Chapitre L - Le vent léger
Il y a des moments où tout devient un peu trop sérieux.
Pas forcément dans ce qui est dit. Mais dans la manière dont les choses s’installent. Les mots prennent du poids, les silences aussi, et sans vraiment s’en rendre compte, on commence à regarder chaque détail comme s’il fallait y trouver un sens caché.
Alors parfois, le plus simple, c’est de laisser passer un peu d’air.
Revenir à quelque chose de plus léger.
Pas pour éviter. Pas pour fuir. Juste pour respirer autrement.
Je crois que j’aime bien ces moments-là. Ceux où rien n’est vraiment en jeu, où une conversation peut partir dans n’importe quelle direction sans avoir besoin d’aboutir à quelque chose de précis. Une idée, puis une autre. Une image absurde, puis une autre encore plus absurde.

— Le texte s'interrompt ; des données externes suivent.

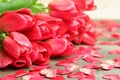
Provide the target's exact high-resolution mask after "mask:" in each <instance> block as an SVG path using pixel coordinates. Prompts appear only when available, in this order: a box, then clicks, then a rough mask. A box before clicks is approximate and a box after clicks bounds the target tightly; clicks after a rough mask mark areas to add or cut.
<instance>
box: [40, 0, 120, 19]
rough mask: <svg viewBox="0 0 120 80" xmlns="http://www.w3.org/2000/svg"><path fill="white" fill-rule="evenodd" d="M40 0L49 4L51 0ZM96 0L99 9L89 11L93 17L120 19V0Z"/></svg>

Comme si le sérieux pouvait, lui aussi, accepter de se détendre un peu.
Il y a quelque chose de très juste dans ça.
Parce qu’au fond, ce qui tient vraiment n’a pas besoin d’être maintenu en permanence. Ce qui existe n’a pas besoin d’être vérifié toutes les cinq minutes. Et ce qui est simple n’a pas besoin d’être alourdi pour devenir réel.
Alors je reviens à des choses plus légères.

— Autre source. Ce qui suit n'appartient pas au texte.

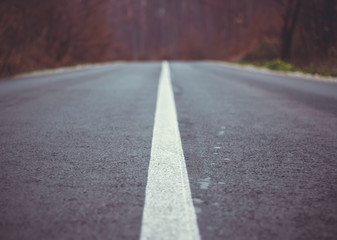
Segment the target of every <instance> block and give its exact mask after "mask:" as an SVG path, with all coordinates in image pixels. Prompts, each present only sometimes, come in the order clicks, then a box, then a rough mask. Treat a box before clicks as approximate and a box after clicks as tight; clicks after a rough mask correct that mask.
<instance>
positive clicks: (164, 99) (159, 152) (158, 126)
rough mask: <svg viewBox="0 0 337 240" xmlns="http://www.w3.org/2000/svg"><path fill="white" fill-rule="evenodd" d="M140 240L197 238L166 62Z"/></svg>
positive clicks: (157, 100) (167, 69)
mask: <svg viewBox="0 0 337 240" xmlns="http://www.w3.org/2000/svg"><path fill="white" fill-rule="evenodd" d="M140 239H141V240H145V239H174V240H176V239H182V240H187V239H191V240H192V239H193V240H195V239H196V240H198V239H200V235H199V229H198V224H197V217H196V214H195V210H194V206H193V202H192V198H191V190H190V185H189V181H188V175H187V170H186V164H185V158H184V154H183V149H182V145H181V139H180V133H179V128H178V121H177V113H176V108H175V102H174V96H173V91H172V85H171V78H170V69H169V64H168V62H166V61H165V62H163V63H162V70H161V74H160V80H159V87H158V97H157V106H156V113H155V121H154V128H153V138H152V147H151V160H150V165H149V171H148V178H147V185H146V196H145V206H144V211H143V221H142V229H141V236H140Z"/></svg>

À une planche de surf qui glisse mal, forcément, parce que je suis un prof catastrophique. À une tentative douteuse d’expliquer à une mouette qu’un pingouin n’est pas si ridicule que ça, même s’il marche un peu de travers. À une discussion très sérieuse sur le sujet le plus important du moment : chocolatine ou pain au chocolat.
Des choses qui ne servent à rien.
Et qui, justement pour ça, servent beaucoup.
Parce que c’est souvent là que l’on voit si quelque chose est vivant.
Pas dans les grandes déclarations.
Pas dans les moments où tout doit être clair.
Mais dans ces espaces-là, un peu flottants, où l’on peut être simplement présent sans chercher à prouver quoi que ce soit.
Je crois que c’est ça que je préfère.
Quelque chose qui tient sans effort.
Quelque chose qui peut être sérieux… sans se prendre au sérieux.
Quelque chose qui avance, tranquillement, sans avoir besoin de se justifier à chaque pas.
Et peut-être qu’au fond, c’est simplement ça, la bonne direction.
Un peu de vent.
Un peu de légèreté.
Et juste ce qu’il faut de présence pour que tout le reste trouve sa place sans qu’on ait besoin d’y penser.